L’Euro 2008 débute... mauvaise nouvelle pour la Chine et la Thaïlande
Actuellement, le ballon officiel de l’Euro 2008, fabriqué par Adidas, intéresse fortement les médias sportifs suite à la déclaration de Petr Cech (joueur tchèque) : « Le ballon est imprévisible, je suis sûr qu'on va voir beaucoup de buts de plus de 30 m lors de ce tournoi ». Mais étrangement, personne n’évoque les terribles conditions de travaille des couseurs de ballon...
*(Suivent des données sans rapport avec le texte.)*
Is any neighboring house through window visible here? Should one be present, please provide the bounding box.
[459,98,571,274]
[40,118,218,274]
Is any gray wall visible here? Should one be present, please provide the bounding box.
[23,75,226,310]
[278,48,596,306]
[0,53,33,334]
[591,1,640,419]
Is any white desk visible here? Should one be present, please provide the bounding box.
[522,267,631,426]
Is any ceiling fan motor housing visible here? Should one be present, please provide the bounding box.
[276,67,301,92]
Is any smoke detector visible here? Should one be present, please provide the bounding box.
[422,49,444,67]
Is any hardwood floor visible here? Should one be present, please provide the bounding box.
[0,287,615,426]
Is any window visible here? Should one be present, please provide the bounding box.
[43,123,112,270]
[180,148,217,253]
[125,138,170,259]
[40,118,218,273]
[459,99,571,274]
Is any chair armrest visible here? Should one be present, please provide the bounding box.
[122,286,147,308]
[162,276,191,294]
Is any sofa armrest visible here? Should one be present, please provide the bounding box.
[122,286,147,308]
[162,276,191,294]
Quelques chiffres édifiants
Grâce au site J.O Propres 2008, on peut obtenir des chiffres très intéressants sur Adidas…
Bénéfice brut en 2007 (US $) : 1,1 milliards
Augmentation de 2004 Ã 2007 : 68,28%
Salaire du chef de l’exécutif : 2,8 millions d’euros en 2007
Un couseur de ballon indien devrait assembler plus de 12 millions de ballons pour atteindre le salaire annuel du PDG d’Adidas en 2007. Soit en un an, 100 ballons par minute, 48 heures par semaine !
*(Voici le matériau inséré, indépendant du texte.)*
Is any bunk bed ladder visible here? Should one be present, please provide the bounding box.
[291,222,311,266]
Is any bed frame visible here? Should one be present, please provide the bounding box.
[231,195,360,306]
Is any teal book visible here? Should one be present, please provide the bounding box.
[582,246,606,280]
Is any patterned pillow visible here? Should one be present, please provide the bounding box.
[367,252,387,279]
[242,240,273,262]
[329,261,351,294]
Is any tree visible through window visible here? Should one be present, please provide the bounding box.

Les couseurs de ballons de football au Pakistan gagnent de 0,57 à 0,65 $ par ballon, soit le même tarif qu’il y a 6 ans alors que l’indice des prix à la consommation a augmenté de 40%.
La situation à Jalandhar en Inde
En 2004, les exportations indiennes de ballons de footballs représentaient environ 43 millions de dollars. La plupart de ces ballons proviennent des villes de Jalandhar et Meerut qui assurent environ 75% de la production.
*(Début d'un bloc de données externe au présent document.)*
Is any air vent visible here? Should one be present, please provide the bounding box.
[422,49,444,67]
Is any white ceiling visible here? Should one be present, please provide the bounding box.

Mais quant est-il des conditions de travail ? Le rapport « Surmonter les obstacles » nous apporte quelques réponses.
Premièrement, il semblerait que depuis une quinzaine d’année, l’emploi à durée déterminé rémunéré à la pièce se développe, et remplace progressivement les employés permanents qui coûtent plus cher !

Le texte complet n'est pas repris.